Arrêté il y a deux jours et soupçonné d’avoir sévèrement battu une femme, O’Neil Junior Aspirot a comparu, lundi matin, au Palais de justice de Chicoutimi, menotté et vêtu d’une combinaison blanche, ce qui signifie que ses vêtements ont été saisis en guise de preuve par les enquêteurs. L’homme au lourd passé criminel a été accusé de voies de faits simples, de voies de fait causant des lésions, de menaces de causer des lésions ou la mort, de harcèlement criminel, de séquestration et d’agression sexuelle. La victime, que l’accusé de 36 ans connaît, serait dans un piètre état.

Quelques minutes à peine après avoir été appelé à comparaître devant le juge de la Cour du Québec Michel Boudreault, O’Neil Junior Aspirot a déclaré son intention de plaider coupable. Celui qui reste détenu reviendra en cour vendredi, où il pourrait possiblement enregistrer des plaidoyers de culpabilité.

À 8h06, samedi matin, les policiers de Saguenay ont reçu un appel d’une femme affirmant avoir été victime de O’Neil Junior Aspirot, un homme qui traîne une longue feuille d’antécédents judiciaires, notamment en matière de violence.

À leur arrivée sur les lieux, à Chicoutimi-Nord, les policiers ont constaté que la victime avait reçu des coups et qu’elle avait des blessures importantes. Aspirot n’était pas présent lorsque les policiers sont arrivés.
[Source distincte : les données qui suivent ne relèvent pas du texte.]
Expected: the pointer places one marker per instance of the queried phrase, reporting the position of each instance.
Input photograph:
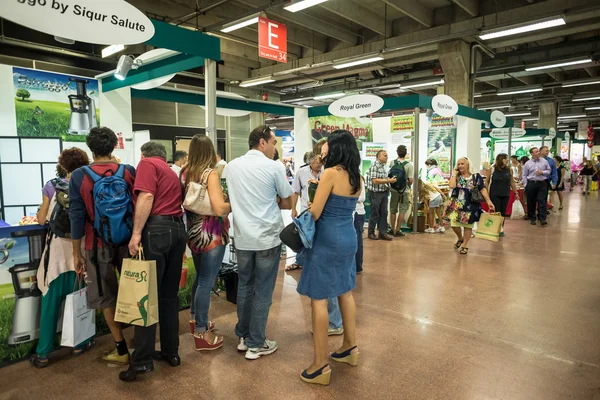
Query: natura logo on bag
(138, 276)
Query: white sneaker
(242, 345)
(335, 331)
(254, 353)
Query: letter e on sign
(272, 40)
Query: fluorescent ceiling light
(518, 114)
(257, 81)
(583, 83)
(430, 83)
(358, 62)
(560, 64)
(587, 98)
(235, 25)
(494, 107)
(519, 91)
(572, 116)
(303, 4)
(329, 96)
(112, 49)
(523, 29)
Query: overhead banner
(360, 105)
(272, 40)
(48, 104)
(360, 128)
(89, 21)
(402, 123)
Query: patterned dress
(205, 232)
(461, 210)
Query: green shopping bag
(489, 226)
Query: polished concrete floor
(519, 319)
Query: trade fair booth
(30, 144)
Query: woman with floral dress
(462, 212)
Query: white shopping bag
(79, 322)
(518, 211)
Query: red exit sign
(272, 40)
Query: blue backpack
(113, 207)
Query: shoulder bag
(476, 196)
(196, 196)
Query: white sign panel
(502, 133)
(356, 106)
(444, 105)
(90, 21)
(498, 119)
(229, 112)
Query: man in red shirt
(158, 226)
(100, 265)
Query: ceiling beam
(470, 6)
(413, 9)
(360, 15)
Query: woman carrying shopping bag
(208, 234)
(56, 274)
(468, 191)
(499, 182)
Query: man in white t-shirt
(179, 160)
(258, 190)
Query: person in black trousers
(378, 185)
(535, 173)
(158, 226)
(499, 181)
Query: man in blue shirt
(535, 174)
(553, 178)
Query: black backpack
(59, 222)
(397, 171)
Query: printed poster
(361, 128)
(49, 104)
(440, 142)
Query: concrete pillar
(210, 91)
(455, 59)
(548, 114)
(302, 135)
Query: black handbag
(290, 236)
(476, 196)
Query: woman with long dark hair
(56, 276)
(330, 266)
(207, 238)
(499, 181)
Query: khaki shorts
(109, 262)
(399, 203)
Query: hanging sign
(91, 21)
(402, 123)
(502, 133)
(498, 119)
(356, 106)
(444, 105)
(272, 40)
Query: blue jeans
(335, 316)
(207, 267)
(359, 226)
(257, 273)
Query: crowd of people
(91, 239)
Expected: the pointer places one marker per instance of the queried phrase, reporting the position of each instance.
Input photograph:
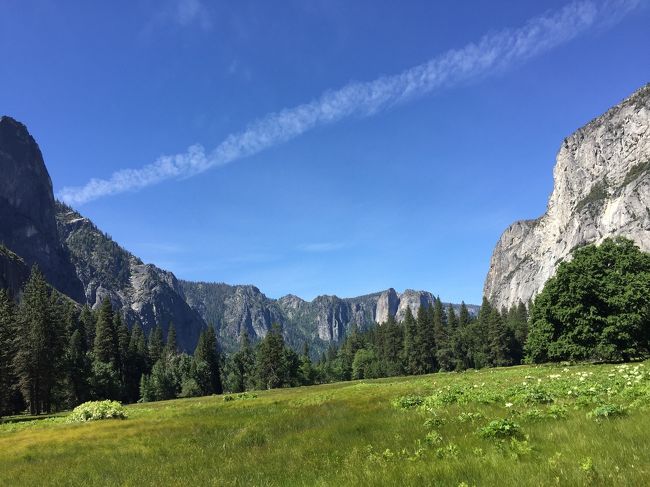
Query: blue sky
(379, 179)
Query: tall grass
(359, 433)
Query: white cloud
(318, 247)
(493, 53)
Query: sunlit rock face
(27, 210)
(601, 189)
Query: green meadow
(543, 425)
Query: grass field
(582, 425)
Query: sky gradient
(334, 147)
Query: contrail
(492, 54)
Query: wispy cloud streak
(493, 53)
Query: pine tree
(137, 362)
(391, 349)
(240, 366)
(410, 354)
(426, 341)
(124, 357)
(171, 346)
(306, 370)
(39, 344)
(499, 340)
(444, 353)
(79, 368)
(7, 330)
(479, 346)
(271, 361)
(106, 340)
(87, 320)
(207, 353)
(455, 338)
(156, 344)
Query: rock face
(27, 213)
(325, 320)
(87, 265)
(143, 292)
(13, 271)
(601, 189)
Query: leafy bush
(537, 395)
(500, 428)
(606, 411)
(433, 438)
(408, 402)
(470, 417)
(239, 397)
(433, 422)
(94, 410)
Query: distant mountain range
(84, 263)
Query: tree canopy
(596, 307)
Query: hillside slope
(601, 189)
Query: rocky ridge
(601, 189)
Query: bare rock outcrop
(601, 189)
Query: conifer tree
(7, 330)
(426, 341)
(454, 334)
(87, 320)
(271, 360)
(156, 344)
(410, 354)
(106, 340)
(78, 368)
(39, 344)
(136, 363)
(207, 354)
(240, 366)
(171, 347)
(444, 353)
(306, 369)
(499, 340)
(391, 349)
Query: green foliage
(596, 307)
(408, 402)
(207, 355)
(96, 410)
(106, 340)
(272, 368)
(364, 365)
(40, 344)
(7, 351)
(607, 411)
(350, 434)
(499, 429)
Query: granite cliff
(601, 189)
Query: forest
(55, 355)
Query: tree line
(55, 355)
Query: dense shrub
(500, 428)
(94, 410)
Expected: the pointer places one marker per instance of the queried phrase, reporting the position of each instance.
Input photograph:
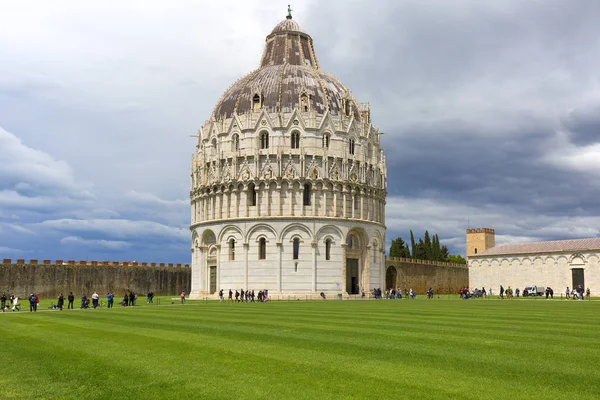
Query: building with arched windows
(288, 181)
Une ambulance a été appelée et la femme a été conduite à l’hôpital.

Le porte-parole du Service de police de Saguenay, Bruno Cormier, n’a pu en dire davantage sur l’état de santé de la victime, ni si elle était toujours hospitalisée.

C’est aux alentours de 11h, samedi, que les policiers ont retracé O’Neil Junior Aspirot, dans le centre-ville de Chicoutimi. Il s’apprêtait à monter à bord d’un véhicule lorsqu’il a été arrêté. Il n’a pas résisté à son arrestation. Il a été amené au poste, où il a passé deux nuits en cellule. Ses vêtements ont été saisis par les enquêteurs, ce qui laisse croire que des éléments de preuve s’y retrouvaient, comme du sang, par exemple.

Un technicien en scène de crime s’est également rendu au domicile de la victime pour y prendre des photos. L’accusé a rencontré un enquêteur de la section des crimes contre la personne.

Il a comparu une première fois par visioconférence et il recomparaissait en personne, lundi. L’homme de 36 ans est arrivé au Palais de justice menotté et escorté par deux agents.

En arrivant dans le box des accusés, l’individu a fait savoir au juge Boudreault qu’il voulait plaider coupable et qu’il était prêt à le faire immédiatement. Toutefois, le dossier a été reporté à vendredi, puisque la victime est en droit d’assister aux étapes judiciaires, mais son état de santé ne le lui permettait pas, a affirmé le procureur de la poursuite, Me Jean-Sébastien Lebel. Me Lebel a ajouté que l’enquête est en cours et que d’autres accusations pourraient être portées contre l’accusé.

Pour le moment, O’Neil Junior Aspirot fait face à huit chefs d’accusation, notamment voies de fait causant des lésions et agression sexuelle.

Lourd passé

L’accusé a un lourd passé criminalisé, surtout dans la région de Québec. O’Neil Junior Aspirot a jadis été reconnu comme étant en relation avec le gang de rue 187 de Québec.

Il a perpétré de nombreux crimes violents au cours des dernières années, tentant « d’imposer sa loi au pénitencier », selon un rapport de la Commission des libérations conditionnelles du Canada (CLCC) qui remonte à 2014.

Il a entre autres été déclaré coupable, au cours des dernières années, de voies de fait, d’introduction par effraction et d’intimidation.

La CLCC a déjà dénoncé dans un rapport la « dangerosité sociale élevée » de l’individu.

En 2017, un mandat d’arrestation avait été lancé contre lui après avoir proféré des menaces de mort sur le territoire de Saguenay. O’Neil Junior Aspirot avait été arrêté après une cavale d’une semaine par le Groupe tactique d’intervention du Service de police de Québec.